Visiting The York on a Sunday is probably suggests its a restaurant that serves food. Its clear that most of the tables are for gnashing and chomping at and despite the relaxed lazy Sunday vibe and comfy seating on the right, I can't escape feeling like I'm gatecrashing a family meal.

When we were 17 (shock, horror, scandal!) we both used to drink in the York. I know I used to favour the Bass over the Stones, but its unrecognisable in terms of interior as well as beer choice now - from a range of beers dominated by True North offerings, I tried the excellent Kelham Island Wild Rider, which is or more likely has made an appearance at the Ship at Shalesmoor. This is a cracking hoppy beer and probably one of the best Kelham beers I've had for a while, although their Brooklyn Porter a year or so ago was exemplary.

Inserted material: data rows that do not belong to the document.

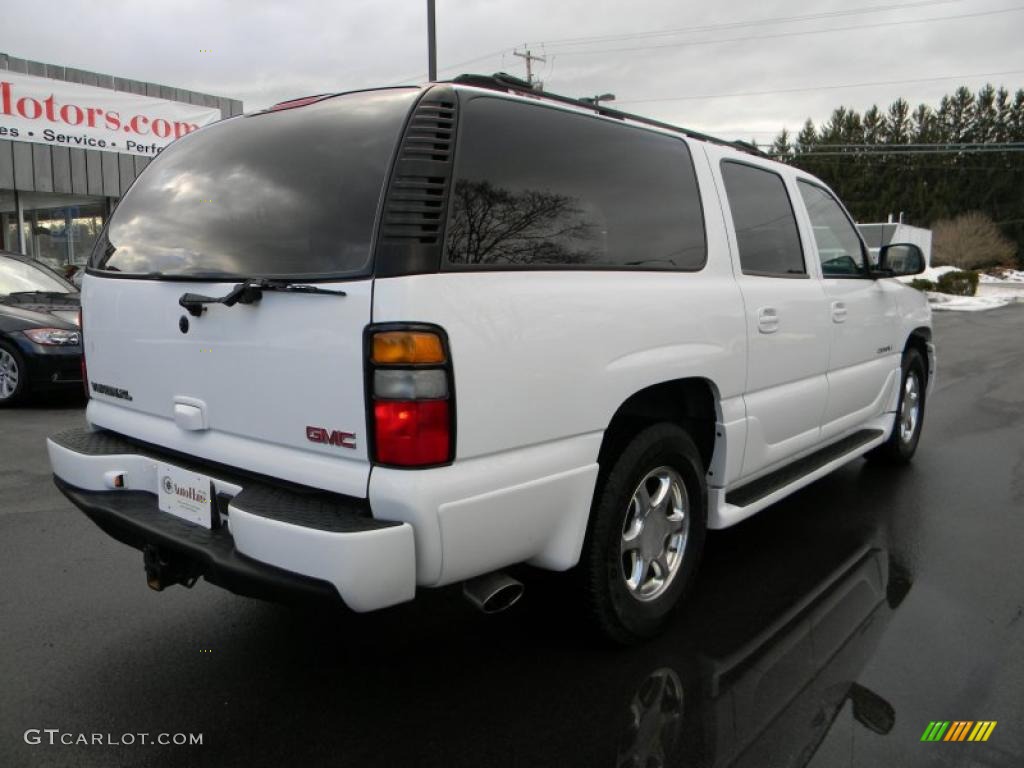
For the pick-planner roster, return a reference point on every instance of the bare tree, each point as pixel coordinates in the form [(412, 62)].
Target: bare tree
[(494, 225), (970, 241)]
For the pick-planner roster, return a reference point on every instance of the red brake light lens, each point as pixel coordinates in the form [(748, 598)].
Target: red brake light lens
[(412, 433)]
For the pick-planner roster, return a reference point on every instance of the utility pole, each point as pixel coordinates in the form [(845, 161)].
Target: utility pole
[(529, 66), (431, 43)]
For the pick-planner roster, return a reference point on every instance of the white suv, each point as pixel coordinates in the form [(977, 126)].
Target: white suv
[(361, 343)]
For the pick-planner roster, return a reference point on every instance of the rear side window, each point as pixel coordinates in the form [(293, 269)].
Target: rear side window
[(762, 214), (283, 194), (541, 187), (836, 237)]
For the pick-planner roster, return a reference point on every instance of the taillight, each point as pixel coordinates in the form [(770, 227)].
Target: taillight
[(85, 372), (409, 383)]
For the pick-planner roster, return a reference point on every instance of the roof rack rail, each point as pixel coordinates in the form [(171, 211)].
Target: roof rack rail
[(501, 81)]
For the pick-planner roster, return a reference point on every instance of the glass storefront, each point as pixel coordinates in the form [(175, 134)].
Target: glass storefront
[(8, 221), (57, 229)]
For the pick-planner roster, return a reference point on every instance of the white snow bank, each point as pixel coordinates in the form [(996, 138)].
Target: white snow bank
[(1004, 275), (968, 303)]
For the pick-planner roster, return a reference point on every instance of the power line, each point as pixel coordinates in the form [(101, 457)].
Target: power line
[(820, 87), (419, 77), (892, 153), (791, 34), (739, 25)]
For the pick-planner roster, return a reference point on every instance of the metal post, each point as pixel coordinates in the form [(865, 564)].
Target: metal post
[(431, 43), (20, 223)]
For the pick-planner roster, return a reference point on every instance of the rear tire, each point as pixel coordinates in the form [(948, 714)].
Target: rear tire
[(902, 443), (13, 375), (647, 530)]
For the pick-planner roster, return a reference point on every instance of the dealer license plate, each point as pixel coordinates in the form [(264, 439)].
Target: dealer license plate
[(185, 495)]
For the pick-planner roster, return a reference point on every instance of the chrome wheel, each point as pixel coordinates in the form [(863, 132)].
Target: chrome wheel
[(909, 413), (654, 531), (8, 375)]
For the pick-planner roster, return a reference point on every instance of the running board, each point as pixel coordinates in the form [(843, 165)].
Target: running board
[(763, 492)]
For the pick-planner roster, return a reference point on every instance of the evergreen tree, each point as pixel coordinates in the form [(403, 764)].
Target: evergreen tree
[(929, 183)]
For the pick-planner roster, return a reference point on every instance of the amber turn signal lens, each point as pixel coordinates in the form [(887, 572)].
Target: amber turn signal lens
[(408, 346)]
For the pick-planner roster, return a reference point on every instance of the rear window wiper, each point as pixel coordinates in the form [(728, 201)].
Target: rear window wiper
[(52, 294), (249, 292)]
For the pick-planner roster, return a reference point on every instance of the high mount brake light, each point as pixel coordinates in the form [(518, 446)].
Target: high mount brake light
[(410, 383)]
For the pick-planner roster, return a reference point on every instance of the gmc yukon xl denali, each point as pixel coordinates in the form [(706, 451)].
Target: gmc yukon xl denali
[(366, 342)]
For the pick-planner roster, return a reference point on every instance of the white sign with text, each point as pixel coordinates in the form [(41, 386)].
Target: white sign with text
[(53, 112)]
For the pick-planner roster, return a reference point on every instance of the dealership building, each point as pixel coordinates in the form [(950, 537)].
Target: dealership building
[(71, 143)]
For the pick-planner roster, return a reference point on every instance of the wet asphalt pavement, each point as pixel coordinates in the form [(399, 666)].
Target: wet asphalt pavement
[(827, 631)]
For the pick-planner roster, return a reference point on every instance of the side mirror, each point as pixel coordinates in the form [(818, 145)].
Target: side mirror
[(900, 259)]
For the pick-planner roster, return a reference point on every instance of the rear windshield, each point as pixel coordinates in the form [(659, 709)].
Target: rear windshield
[(285, 194)]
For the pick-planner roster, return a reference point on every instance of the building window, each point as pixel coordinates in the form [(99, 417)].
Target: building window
[(8, 221), (60, 229)]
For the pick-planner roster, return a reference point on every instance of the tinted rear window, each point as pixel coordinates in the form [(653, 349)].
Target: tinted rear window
[(541, 187), (766, 228), (287, 194)]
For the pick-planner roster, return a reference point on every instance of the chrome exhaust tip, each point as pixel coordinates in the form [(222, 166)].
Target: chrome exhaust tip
[(493, 593)]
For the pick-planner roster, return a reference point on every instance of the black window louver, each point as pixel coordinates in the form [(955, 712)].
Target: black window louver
[(415, 209)]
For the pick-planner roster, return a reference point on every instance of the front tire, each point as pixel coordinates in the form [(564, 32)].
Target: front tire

After Fluff had recovered from walking over from Woodseats, and finished his much needed pint we headed up the bus route to Crookes. If we'd been doing a proper survey we'd have made 4 stops before we reached the Punch Bowl but really Crookes was just a convenient route over the hill to Commonside. A pressing need for Fluff however meant an unplanned visit to the Princess Royal.

Still serving a good range of beers it was warm, crowded and friendly, and there was some good music on the jukebox. We both had  halves of the Welbeck Bay Middleton, a well kept refreshing dry bitter with a lovely aftertaste.

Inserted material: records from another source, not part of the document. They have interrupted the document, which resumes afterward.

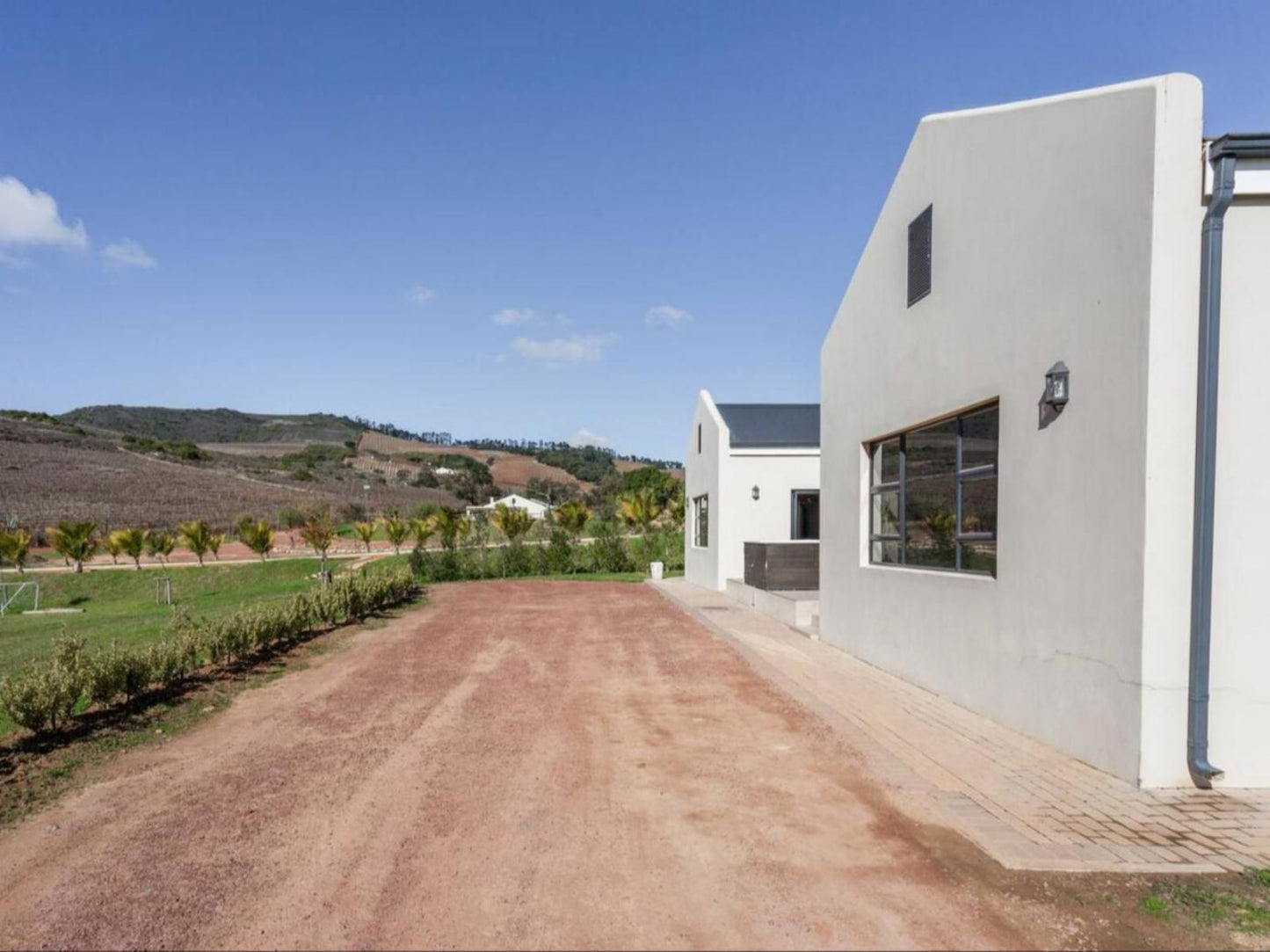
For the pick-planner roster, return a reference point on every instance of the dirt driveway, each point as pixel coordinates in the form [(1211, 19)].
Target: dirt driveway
[(526, 764)]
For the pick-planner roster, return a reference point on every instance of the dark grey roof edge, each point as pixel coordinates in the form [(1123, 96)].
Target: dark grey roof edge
[(773, 425)]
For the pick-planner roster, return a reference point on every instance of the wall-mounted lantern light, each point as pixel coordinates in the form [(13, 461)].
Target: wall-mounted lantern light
[(1056, 387)]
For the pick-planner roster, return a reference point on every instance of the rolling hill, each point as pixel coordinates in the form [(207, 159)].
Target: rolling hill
[(213, 426)]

All too soon we were off for a rare visit to the Dram Shop. We'd earlier noticed that Rhythm and Booze on Crookes had real ales on handpump, but despite the obvious temptation to follow suit, the Dram Shop have always steadfastly concentrated on bottles. From a list of to be fair expensive bottled exotica, Fluff purchased a Brooklyn beer (I think) whilst I saved my cash for more beer in the next pub.

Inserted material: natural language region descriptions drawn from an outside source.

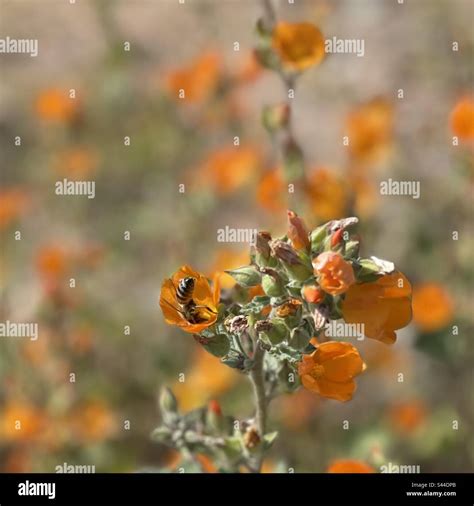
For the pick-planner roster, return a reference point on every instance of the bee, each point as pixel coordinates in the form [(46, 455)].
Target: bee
[(188, 308)]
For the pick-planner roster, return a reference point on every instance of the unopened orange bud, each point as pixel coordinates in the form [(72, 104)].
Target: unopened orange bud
[(312, 294), (336, 237), (297, 231)]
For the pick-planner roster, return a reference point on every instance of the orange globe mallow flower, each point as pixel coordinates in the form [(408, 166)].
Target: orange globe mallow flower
[(349, 466), (198, 80), (330, 370), (229, 168), (462, 119), (382, 306), (433, 307), (299, 45), (335, 274), (407, 417), (55, 105), (204, 298)]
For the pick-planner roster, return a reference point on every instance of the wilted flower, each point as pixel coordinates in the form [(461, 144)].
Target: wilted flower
[(299, 45), (334, 273), (433, 306), (205, 301), (383, 306), (330, 370)]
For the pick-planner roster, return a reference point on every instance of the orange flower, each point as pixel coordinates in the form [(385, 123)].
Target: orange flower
[(329, 371), (92, 421), (335, 274), (382, 306), (462, 119), (53, 262), (205, 299), (327, 194), (299, 45), (370, 129), (206, 379), (13, 202), (349, 466), (198, 80), (55, 105), (271, 191), (228, 168), (76, 163), (21, 421), (433, 307), (408, 416)]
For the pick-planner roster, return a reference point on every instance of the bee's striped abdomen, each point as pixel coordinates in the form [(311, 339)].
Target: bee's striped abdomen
[(184, 292)]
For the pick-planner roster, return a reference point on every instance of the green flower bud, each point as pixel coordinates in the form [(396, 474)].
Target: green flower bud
[(246, 276)]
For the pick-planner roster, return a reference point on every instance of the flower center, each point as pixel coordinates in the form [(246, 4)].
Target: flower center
[(317, 371)]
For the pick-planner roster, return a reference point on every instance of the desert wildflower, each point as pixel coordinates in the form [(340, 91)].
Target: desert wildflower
[(349, 466), (330, 370), (334, 273), (196, 81), (201, 313), (432, 306), (462, 119), (299, 45), (383, 306)]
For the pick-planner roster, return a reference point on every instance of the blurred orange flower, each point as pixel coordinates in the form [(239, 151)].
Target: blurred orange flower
[(433, 306), (335, 275), (299, 45), (327, 193), (76, 163), (228, 168), (92, 421), (407, 417), (54, 104), (206, 379), (227, 259), (203, 296), (349, 466), (382, 306), (13, 203), (370, 130), (21, 421), (462, 119), (330, 370), (198, 79), (271, 191)]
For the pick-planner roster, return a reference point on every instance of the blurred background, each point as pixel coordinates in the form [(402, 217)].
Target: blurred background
[(124, 127)]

Its only a short walk round the corner along Howard road and down the hill to the Blake Hotel. This was the first time I had been when I noticed the slow service that some people complain about. To be honest, its fair to say this was out of the hands of the staff - some customers really are just slow.

Fluff had time to go to the loo and come back to find me in exactly the same position, and when a bloke turned up and motioned for us to go to the bar to be served since he'd only just arrived, I was quick to point out that I needed to have been nearer sooner to spot which beers were on offer. Bizarrely, this chap took my comment as an invitation to simply put his order in first, and then take a seeming age to get it. A lack of pub etiquette always baffles me, but this was surprising in just how brazen it was. I was temporarily speechless.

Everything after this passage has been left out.